Neural Collapse in Test-Time Adaptation¶
Conference: CVPR 2026
arXiv: 2512.10421
Code: https://github.com/Cevaaa/NCTTA
Area: Others
Keywords: Neural Collapse, Test-Time Adaptation, Out-of-Distribution Robustness, Feature-Classifier Alignment, Mixed Objective
TL;DR¶
The authors extend Neural Collapse (NC) theory from the class level to the sample level, discovering the NC3+ phenomenon (alignment between sample feature embeddings and corresponding classifier weights). Based on this, they reveal that performance degradation under distribution shift is fundamentally caused by sample-level feature-classifier misalignment. They propose the NCTTA method, which uses a mixed objective of geometric proximity and prediction confidence to guide feature realignment, achieving a 14.52% improvement over Tent on ImageNet-C.
Background & Motivation¶
-
Background: Test-Time Adaptation (TTA) has become a practical solution for addressing distribution shifts. Major methods include: prototype-based methods (SHOT, T3A), consistency regularization methods (MEMO, CoTTA), normalization layer methods (NOTE, SAR), and entropy minimization methods (Tent, EATA, DeYO).
-
Limitations of Prior Work: Although these methods achieve good results through algorithmic optimization during inference, they generally lack a theoretical understanding of the fundamental causes of model degradation under distribution shift.
-
Key Challenge: Neural Collapse (NC) theory reveals the elegant geometric structure of DNNs after training (class mean \(\leftrightarrow\) classifier weight alignment). However, its analysis depends on class labels and the full training set to calculate class means—which is unfeasible in TTA scenarios (where only unlabeled mini-batch test data is available).
-
Goal
- Extend NC theory to the sample level for TTA scenarios.
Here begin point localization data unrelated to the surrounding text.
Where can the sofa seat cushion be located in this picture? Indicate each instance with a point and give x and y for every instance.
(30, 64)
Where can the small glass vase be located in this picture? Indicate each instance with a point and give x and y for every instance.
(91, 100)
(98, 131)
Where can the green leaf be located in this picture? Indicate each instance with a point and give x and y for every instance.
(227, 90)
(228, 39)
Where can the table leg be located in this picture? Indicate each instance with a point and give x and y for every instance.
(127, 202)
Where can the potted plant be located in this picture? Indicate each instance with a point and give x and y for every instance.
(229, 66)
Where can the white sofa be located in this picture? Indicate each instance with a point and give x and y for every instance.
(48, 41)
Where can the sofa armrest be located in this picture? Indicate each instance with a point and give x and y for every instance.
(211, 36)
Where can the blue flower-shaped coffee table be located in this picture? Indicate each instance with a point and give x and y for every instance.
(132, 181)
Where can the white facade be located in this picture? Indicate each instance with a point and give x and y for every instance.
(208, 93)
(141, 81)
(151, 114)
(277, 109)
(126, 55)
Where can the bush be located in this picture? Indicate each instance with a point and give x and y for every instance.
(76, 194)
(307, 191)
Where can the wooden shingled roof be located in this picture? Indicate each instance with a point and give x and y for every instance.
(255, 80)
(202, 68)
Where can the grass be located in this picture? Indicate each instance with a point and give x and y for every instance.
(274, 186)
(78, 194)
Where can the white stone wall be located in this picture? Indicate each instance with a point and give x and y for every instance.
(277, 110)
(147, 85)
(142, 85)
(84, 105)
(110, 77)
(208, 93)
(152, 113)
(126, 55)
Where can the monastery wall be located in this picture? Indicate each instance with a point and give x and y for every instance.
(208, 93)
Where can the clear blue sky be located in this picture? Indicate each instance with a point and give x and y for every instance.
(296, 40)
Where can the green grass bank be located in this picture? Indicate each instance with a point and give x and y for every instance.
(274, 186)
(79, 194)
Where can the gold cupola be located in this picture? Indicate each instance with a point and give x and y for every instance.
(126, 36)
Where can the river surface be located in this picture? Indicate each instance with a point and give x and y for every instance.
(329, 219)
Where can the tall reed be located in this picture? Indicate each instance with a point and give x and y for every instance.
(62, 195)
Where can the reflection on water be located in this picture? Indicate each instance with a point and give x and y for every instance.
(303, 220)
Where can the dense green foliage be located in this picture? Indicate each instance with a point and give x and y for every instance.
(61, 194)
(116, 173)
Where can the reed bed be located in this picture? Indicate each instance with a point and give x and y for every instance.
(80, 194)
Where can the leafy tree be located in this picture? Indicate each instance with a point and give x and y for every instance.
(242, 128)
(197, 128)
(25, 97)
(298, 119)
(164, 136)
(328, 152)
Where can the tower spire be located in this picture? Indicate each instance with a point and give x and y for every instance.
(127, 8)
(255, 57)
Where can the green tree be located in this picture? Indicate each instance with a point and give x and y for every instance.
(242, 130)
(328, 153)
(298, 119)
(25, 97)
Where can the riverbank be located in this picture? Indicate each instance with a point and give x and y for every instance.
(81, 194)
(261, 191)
- Explain performance degradation under distribution shift from an NC perspective.
- Propose a theory-driven TTA method.
-
Key Insight: Since NC3 states that "class means align with classifier weights," and intra-class variance approaches zero (NC1) in the late stages of Terminal Phase of Training (TPT), it implies that each sample's feature should also align with the corresponding classifier weight—this is defined as NC3+.
-
Core Idea: Performance degradation = sample features deviating from the correct classifier weights. Therefore, the core task of TTA is realignment. Since pseudo-labels are unreliable, they should be replaced with a mixed objective of geometric proximity and prediction confidence.
Method¶
Overall Architecture¶
This paper first uses Neural Collapse theory to explain "why models degenerate under distribution shift" and then designs a TTA method accordingly. The logic revolves around a single quantity—the degree of alignment between sample features and classifier weights. First, NC theory is extended from class-level (relying on large-scale labels) to sample-level (NC3+), providing an "alignment ruler" measurable on unlabeled test batches. Measuring OOD data with this ruler reveals that misclassification is essentially features drifting away from correct weights. Finally, the model is guided to actively pull features back during test time. For a test mini-batch: first calculate the FCA distance from each sample feature to all classifier weights, then fuse this geometric distance with prediction confidence into a mixed objective. Based on this, select top-k classes as positive samples and others as negative samples, using an alignment loss to pull positive samples closer and push negative samples away.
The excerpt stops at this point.